How she loves cherry blossoms. I am indifferent to them, but I rejoice in the pleasure they bring her as I watch her dance beneath the cherry tree. My smile nearly matches her own as she kicks and spins in a dance routine she learned as a child in her ballet lessons.
Her brown eyes flash in delight as her long, chestnut hair fans out behind her from the force of her twirling among the wind-blown blossoms. Her white summer dress mimics her flowing tresses, displaying the bare feet and shapely legs beneath.
If ever I needed proof of the existence of God, this was it. Only a being of such depthless love and inspiration could create a thing of beauty that even the universe, with its trillions of brilliant stars and majestic nebulae, pale to insignificance next to her.
I never see the truck that broadsides us later that day. We are crossing the intersection when the whole world violently shifts beneath us. I know that the force of the impact must have created a massive cacophony of noise, but all is silent to my perception. Time seems to slow to a glacial pace.

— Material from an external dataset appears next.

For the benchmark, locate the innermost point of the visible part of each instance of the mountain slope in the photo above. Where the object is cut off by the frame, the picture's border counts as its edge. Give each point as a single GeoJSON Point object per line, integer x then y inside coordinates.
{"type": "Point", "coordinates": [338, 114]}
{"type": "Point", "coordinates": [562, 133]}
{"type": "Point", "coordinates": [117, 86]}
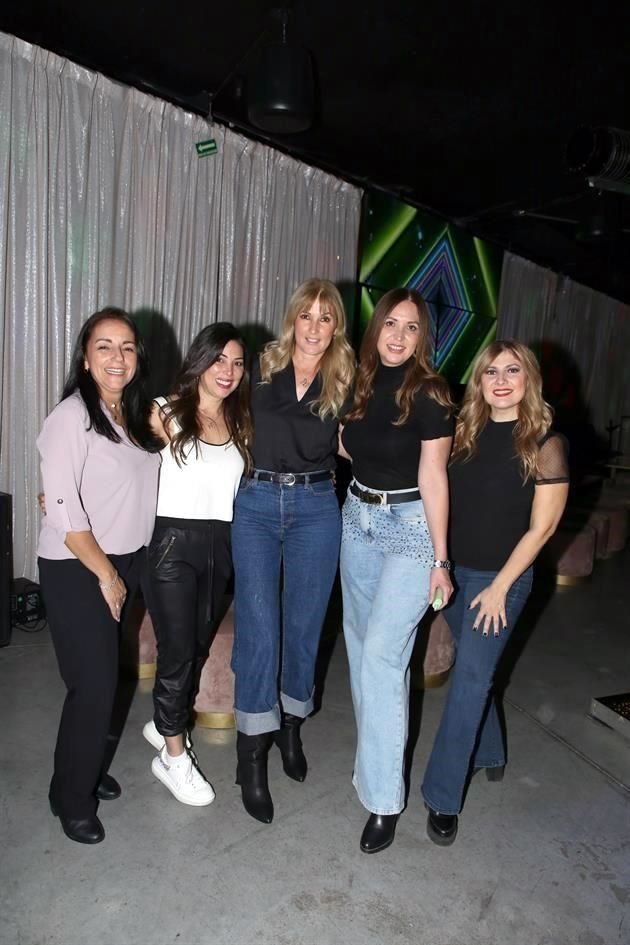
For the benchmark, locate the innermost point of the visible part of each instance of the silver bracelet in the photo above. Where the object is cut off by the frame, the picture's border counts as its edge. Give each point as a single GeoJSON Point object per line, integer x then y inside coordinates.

Out of the corner of my eye, I barely perceive her head whip forcefully to the side and strike the top of the door. Bright red cherry blossoms erupt all around me, dancing, twirling, and tumbling impossibly slow. I feel them kiss my exposed skin and brush against my hair as the world spins in a parody of her dance earlier in the day.
If ever I needed proof of God, this is it. Only a being of immense cruelty and capriciousness could ever cause such pain and create a void so vast within my heart and soul that the immeasurable emptiness of space seems crowded in comparison.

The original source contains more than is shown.